Agri Enterprises agricultural economist Shané Rudolph also told the City Press that a steep rise in oil prices directly affects farmers’ costs, which could cause significant food price increases.
For example, fuel costs make up about 13% of grain production costs, and about 80% of South Africa’s grain is transported by road.
This is exacerbated by the fact that fertilizer prices have risen by about 70% recently because Russia is historically the world’s largest exporter of fertilizer.
South Africans already pay over R21 per litre of petrol inland after the energy department announced a R1.46 per litre increase that kicked in on 2 March 2022.
Motorists who live inland will pay R1,281 to fill up a 60-lire tank with 93 unleaded — R87.60 more than in February.
The price of diesel also increased by between R1.44 and R1.48 per litre.

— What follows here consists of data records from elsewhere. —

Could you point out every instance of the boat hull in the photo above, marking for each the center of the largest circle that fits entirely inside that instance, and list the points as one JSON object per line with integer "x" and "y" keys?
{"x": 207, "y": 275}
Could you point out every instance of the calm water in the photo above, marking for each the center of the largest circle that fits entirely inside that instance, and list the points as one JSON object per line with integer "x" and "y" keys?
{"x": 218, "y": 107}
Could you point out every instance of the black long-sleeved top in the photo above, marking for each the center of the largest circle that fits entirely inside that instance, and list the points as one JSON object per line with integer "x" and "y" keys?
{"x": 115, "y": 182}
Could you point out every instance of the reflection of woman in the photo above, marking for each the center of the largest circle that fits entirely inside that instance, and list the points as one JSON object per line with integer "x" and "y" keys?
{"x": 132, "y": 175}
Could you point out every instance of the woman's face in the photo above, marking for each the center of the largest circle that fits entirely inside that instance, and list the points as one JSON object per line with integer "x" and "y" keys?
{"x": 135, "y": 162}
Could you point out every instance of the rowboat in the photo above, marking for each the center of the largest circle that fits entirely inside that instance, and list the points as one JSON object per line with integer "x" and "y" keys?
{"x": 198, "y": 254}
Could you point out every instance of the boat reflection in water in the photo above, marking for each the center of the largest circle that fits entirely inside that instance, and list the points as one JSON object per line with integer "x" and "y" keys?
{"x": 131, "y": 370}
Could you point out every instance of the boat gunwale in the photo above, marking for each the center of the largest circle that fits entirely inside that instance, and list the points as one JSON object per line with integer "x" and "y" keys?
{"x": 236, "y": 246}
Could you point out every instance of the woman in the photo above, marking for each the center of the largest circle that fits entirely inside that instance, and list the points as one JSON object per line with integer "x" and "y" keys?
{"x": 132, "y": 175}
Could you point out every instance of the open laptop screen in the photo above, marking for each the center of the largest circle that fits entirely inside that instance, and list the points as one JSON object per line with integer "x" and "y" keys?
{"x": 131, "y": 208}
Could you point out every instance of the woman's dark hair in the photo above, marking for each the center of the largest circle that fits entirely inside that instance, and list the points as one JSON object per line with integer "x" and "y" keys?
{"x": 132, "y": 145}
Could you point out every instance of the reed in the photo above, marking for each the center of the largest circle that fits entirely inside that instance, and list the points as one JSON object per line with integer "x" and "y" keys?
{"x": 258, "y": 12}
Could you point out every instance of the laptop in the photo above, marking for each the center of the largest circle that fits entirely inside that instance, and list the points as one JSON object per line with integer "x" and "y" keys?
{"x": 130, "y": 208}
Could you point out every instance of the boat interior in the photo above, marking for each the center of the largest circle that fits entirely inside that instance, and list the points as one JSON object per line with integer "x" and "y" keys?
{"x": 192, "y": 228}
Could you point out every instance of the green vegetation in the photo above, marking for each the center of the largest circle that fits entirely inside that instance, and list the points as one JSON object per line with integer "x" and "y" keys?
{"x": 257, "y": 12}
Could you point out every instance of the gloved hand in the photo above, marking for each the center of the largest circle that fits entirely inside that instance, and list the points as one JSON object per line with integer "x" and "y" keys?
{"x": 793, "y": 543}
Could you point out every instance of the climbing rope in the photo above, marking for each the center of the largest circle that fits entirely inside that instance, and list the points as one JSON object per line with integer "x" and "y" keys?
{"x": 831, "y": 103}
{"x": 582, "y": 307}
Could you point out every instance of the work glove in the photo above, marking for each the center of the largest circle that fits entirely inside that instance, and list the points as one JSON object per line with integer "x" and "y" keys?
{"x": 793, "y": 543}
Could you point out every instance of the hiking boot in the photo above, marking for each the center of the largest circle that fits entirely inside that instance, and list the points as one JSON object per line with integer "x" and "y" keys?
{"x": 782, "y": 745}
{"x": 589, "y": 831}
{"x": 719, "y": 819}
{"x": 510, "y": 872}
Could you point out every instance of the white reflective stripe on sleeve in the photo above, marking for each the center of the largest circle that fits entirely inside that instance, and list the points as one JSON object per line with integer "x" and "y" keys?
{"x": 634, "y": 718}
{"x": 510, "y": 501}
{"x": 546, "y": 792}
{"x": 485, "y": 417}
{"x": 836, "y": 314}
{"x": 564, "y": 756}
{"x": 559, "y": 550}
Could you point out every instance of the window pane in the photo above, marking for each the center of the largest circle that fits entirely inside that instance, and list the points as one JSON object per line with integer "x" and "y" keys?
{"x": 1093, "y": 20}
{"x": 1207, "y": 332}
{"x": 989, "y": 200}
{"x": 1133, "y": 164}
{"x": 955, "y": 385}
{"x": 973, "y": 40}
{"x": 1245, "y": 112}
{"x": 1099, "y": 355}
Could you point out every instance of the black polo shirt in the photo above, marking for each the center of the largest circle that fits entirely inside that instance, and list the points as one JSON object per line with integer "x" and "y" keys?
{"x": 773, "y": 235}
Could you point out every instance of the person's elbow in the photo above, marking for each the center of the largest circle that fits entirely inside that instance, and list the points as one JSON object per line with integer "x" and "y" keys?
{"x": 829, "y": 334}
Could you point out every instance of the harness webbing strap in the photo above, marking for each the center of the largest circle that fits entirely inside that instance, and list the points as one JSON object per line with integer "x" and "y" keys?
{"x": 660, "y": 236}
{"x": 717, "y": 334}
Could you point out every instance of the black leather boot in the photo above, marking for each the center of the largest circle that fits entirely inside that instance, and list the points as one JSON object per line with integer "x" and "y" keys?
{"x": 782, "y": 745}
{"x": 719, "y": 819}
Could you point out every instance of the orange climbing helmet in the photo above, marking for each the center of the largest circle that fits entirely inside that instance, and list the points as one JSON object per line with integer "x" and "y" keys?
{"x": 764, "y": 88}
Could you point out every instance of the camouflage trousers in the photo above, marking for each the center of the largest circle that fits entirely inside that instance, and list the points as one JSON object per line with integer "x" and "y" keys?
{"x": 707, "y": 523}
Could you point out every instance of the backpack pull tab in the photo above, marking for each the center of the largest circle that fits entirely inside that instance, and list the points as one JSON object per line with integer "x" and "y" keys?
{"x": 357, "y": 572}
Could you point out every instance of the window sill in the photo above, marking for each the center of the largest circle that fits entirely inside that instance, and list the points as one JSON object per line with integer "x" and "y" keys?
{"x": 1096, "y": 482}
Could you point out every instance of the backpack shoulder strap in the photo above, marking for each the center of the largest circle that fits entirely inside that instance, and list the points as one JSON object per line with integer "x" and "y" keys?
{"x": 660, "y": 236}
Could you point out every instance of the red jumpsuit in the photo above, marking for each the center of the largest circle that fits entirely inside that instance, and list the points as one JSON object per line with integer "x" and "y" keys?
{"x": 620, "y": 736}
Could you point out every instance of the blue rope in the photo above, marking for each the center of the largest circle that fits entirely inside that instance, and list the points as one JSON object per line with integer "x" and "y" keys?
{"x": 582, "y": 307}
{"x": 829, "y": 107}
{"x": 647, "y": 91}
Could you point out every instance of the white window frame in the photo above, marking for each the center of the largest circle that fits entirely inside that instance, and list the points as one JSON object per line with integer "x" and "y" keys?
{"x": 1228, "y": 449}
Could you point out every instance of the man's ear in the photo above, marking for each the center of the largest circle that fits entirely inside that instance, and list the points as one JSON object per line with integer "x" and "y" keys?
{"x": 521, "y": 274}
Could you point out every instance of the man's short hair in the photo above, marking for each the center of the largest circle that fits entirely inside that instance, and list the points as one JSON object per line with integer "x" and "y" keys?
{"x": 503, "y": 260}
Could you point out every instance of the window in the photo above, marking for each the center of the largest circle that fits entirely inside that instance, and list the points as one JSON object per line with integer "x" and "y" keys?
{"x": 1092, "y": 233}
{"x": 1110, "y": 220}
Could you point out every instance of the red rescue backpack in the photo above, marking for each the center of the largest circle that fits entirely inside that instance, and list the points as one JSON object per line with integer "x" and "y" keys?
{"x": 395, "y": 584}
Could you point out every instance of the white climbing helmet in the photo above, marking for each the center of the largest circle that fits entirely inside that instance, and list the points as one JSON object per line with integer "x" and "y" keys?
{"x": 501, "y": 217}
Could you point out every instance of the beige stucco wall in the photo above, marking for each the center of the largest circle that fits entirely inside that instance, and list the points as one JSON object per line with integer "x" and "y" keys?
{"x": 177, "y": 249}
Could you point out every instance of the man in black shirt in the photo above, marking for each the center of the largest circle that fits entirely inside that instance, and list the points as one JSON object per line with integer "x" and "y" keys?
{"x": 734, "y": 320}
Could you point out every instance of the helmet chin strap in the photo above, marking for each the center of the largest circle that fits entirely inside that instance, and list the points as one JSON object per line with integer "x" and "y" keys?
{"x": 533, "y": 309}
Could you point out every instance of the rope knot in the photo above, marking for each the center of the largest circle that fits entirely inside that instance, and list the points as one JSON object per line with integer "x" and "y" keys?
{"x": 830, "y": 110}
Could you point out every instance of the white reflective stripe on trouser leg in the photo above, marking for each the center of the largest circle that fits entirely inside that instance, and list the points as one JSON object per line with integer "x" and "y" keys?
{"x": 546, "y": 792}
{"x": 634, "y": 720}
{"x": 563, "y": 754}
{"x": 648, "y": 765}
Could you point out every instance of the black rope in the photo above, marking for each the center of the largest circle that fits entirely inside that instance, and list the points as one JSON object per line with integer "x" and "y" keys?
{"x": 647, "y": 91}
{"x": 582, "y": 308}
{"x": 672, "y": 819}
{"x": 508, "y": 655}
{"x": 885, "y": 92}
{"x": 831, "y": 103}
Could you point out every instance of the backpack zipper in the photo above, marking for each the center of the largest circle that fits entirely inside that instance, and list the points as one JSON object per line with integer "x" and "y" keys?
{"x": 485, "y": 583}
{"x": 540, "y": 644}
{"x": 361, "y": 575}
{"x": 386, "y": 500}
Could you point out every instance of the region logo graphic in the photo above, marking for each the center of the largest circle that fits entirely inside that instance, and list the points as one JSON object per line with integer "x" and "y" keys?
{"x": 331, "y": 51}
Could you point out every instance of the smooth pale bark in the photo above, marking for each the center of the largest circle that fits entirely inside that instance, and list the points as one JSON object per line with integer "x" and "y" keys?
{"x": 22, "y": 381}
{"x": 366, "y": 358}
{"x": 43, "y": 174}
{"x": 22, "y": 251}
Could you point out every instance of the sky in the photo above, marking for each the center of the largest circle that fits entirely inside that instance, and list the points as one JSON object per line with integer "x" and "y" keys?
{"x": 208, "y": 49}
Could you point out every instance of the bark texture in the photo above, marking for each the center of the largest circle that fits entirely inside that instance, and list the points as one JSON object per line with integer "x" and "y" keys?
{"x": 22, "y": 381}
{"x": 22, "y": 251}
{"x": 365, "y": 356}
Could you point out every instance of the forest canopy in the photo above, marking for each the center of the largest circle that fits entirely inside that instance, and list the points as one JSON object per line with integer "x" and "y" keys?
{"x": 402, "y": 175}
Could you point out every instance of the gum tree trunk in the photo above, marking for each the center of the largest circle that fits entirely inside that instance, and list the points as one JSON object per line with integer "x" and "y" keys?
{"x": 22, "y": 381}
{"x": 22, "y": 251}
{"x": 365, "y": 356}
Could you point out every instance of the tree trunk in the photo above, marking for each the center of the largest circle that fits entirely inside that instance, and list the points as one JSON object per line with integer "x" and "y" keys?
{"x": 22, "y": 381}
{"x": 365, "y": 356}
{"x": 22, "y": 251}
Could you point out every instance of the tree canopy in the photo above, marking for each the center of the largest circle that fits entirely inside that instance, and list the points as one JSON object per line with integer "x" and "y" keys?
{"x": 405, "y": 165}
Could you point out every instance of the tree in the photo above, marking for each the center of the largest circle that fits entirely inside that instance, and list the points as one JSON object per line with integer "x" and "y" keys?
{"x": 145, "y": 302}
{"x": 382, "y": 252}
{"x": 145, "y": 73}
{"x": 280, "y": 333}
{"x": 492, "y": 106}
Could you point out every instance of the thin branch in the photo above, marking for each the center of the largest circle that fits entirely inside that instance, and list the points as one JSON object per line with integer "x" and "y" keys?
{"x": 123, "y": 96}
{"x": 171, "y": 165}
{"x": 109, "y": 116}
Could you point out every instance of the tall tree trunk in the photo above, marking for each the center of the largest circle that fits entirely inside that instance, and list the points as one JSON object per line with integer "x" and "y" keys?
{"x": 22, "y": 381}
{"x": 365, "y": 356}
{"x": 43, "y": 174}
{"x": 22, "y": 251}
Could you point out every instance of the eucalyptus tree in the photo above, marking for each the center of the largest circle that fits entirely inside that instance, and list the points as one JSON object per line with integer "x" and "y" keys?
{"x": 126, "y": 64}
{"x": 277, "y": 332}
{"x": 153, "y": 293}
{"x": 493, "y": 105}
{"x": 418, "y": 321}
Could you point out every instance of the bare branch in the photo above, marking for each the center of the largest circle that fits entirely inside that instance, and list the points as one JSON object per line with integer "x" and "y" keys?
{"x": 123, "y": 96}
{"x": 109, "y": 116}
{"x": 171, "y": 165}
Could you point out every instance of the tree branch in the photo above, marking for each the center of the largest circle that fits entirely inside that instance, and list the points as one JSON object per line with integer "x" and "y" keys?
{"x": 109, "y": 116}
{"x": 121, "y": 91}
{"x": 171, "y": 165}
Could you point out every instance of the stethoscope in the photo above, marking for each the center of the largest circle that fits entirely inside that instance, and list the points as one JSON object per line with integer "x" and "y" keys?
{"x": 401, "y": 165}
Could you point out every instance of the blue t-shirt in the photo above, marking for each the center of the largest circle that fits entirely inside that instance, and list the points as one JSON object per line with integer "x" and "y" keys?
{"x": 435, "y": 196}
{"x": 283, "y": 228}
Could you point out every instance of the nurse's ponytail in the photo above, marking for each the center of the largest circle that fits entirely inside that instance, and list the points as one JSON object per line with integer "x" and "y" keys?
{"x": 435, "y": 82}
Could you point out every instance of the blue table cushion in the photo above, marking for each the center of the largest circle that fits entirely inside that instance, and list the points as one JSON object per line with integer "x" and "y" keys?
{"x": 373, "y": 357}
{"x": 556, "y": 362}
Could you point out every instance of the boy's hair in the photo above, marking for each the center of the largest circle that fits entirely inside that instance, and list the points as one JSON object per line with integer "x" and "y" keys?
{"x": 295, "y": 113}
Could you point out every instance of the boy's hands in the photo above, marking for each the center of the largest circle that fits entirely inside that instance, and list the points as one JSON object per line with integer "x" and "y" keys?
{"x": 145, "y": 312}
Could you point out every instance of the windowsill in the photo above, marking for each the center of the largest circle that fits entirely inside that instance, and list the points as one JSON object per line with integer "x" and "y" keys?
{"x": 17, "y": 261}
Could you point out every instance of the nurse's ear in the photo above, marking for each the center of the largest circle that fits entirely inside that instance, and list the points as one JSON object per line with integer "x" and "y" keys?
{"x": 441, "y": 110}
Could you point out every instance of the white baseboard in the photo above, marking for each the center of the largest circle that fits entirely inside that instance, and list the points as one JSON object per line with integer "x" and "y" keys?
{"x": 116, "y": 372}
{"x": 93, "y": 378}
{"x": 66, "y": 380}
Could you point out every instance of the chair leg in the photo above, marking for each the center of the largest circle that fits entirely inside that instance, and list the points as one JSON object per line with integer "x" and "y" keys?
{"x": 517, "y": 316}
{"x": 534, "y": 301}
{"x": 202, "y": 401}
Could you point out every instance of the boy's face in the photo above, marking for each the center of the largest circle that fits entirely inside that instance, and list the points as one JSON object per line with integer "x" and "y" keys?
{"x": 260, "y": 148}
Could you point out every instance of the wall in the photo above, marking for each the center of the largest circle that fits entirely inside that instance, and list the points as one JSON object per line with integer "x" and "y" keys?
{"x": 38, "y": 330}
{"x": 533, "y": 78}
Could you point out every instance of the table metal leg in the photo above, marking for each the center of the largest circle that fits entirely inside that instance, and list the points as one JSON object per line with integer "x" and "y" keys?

The global price rise of crude oil is not the only reason for South Africa’s exorbitant fuel prices.
The Organisation Undoing Tax Abuse explained that combined levies on motorists rising by 126% over ten years are another big reason South Africans are paying such high prices for fuel.
Some good news on this front is that government has announced it would not increase the General Fuel Levy (GFL) and Road Accident Fund (RAF) levy for the 2022/23 financial year.
Finance minister Enoch Godongwana also announced that he is working with energy minister Gwede Mantashe to review South Africa’s fuel price.
“The intention is to review the fuel price and its structure,” said Godongwana.
“The intention is to make sure that we can have a petrol price which is competitive with this economy.”